# ***Create pickle*** -- preparing a single synchronised datafile

Use this script first to combine raw potentiostat, LabView and photodiode data
into a single, synchronised entity file that can be efficently stored and read for future analysis.

In [None]:
import pandas as pd
from matplotlib import pyplot as plt
import numpy as np
import glob
from pickle_utils import read_ecf, read_emsi, optimise_emsi_start, read_photodiode, read_ecf_text
from config import filenames, props

I prefer the plots to be in their own separate window.
This way it's easier to enlarge and manipulate them.
The following cell tells `matplotlib` to use the windowed `qt` backend:

In [None]:
%matplotlib qt

For debugging convenience, all of the external functions are reimported at each invocation with `autoreload`.

In [None]:
%load_ext autoreload
%autoreload 2

## Loading potentiostat data

In [None]:
ecfile = glob.glob(filenames.data+'*.txt')[-1] # last text file in the folder
ecfile

Some old measurements don't have the potentiostat data stored in text.
It is possible to read old ECLab files with a python package `eclabfiles`.
In order to use it, find the `.mpr` file and use the `read_ecf` function
instead of `read_ecf_text`.

In [None]:
ecfdf, ecf_start = read_ecf_text(ecfile)

## Optional -- loading the photodiode data

In [None]:
if glob.glob(filenames.data+'*photodiode.csv'):
    phdf, ph_start = read_photodiode(glob.glob(filenames.data+'*photodiode.csv')[0])
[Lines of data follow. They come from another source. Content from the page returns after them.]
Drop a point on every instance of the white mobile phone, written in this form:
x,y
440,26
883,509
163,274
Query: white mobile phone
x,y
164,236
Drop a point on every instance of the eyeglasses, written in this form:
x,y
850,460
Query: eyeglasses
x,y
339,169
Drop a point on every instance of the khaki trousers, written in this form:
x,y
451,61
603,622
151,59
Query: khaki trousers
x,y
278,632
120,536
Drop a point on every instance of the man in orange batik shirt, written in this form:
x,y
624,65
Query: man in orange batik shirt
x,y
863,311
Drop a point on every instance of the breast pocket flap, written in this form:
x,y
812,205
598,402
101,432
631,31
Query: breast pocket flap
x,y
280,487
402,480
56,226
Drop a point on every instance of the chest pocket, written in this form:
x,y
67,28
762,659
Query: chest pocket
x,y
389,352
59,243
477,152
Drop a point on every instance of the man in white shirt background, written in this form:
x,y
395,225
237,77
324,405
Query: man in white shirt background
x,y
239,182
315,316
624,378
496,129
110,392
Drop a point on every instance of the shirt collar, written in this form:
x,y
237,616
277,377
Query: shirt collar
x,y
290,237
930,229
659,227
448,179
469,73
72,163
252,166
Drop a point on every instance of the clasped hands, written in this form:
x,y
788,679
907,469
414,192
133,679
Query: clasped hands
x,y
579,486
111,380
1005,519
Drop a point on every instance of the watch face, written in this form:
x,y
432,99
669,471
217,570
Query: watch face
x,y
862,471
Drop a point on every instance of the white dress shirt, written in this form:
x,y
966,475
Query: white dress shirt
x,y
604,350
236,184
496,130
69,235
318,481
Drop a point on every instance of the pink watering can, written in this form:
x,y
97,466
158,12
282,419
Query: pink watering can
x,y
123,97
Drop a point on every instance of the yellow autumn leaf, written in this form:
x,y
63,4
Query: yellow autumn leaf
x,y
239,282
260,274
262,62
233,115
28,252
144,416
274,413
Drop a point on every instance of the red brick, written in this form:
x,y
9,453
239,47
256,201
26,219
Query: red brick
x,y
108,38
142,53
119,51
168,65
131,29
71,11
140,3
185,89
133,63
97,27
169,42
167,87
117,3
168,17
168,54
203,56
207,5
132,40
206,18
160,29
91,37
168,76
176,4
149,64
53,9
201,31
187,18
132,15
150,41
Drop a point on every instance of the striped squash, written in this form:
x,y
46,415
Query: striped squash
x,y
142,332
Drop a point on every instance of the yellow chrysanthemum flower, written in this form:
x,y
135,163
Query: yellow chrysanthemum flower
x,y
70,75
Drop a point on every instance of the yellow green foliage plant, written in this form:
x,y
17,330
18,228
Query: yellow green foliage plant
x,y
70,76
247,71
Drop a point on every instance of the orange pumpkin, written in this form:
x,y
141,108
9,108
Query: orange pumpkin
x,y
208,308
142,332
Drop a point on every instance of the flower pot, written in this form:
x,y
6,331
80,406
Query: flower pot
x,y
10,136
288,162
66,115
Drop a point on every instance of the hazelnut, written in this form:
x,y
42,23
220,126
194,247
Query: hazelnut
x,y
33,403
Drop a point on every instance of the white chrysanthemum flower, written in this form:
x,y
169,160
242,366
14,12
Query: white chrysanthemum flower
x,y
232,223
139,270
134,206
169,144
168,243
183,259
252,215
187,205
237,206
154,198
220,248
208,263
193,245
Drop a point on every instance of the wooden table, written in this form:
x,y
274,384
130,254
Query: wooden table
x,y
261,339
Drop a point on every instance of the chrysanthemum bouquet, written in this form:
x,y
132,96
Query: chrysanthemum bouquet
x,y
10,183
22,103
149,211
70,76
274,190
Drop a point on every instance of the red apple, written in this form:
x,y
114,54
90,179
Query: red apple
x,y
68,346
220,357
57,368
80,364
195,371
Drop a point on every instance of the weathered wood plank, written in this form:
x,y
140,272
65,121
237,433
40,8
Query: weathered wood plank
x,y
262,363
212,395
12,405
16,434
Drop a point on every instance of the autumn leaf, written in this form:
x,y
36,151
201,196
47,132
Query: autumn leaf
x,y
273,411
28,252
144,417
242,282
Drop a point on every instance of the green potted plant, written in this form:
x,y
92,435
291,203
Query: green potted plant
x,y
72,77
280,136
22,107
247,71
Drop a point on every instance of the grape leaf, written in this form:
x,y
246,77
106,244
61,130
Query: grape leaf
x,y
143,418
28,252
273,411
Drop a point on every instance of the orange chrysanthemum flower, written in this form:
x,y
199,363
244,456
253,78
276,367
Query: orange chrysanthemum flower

Photodiode data is stored in a single file.
Therefore, manual synchronisation is simpler and more accurate.
Plot the photodiode and current data next to each other
and shift the photodiode time reference (`phdf.t`) until both datasets match.

In [None]:
plt.figure()
plt.plot(phdf.t, phdf.photodiode/100)
plt.plot(ecfdf.t, ecfdf.I/props.el_area*100)

In [None]:
phdf.t += 0.3

In [None]:
ecfdf['photodiode'] = np.interp(ecfdf.t, phdf.t, phdf.photodiode)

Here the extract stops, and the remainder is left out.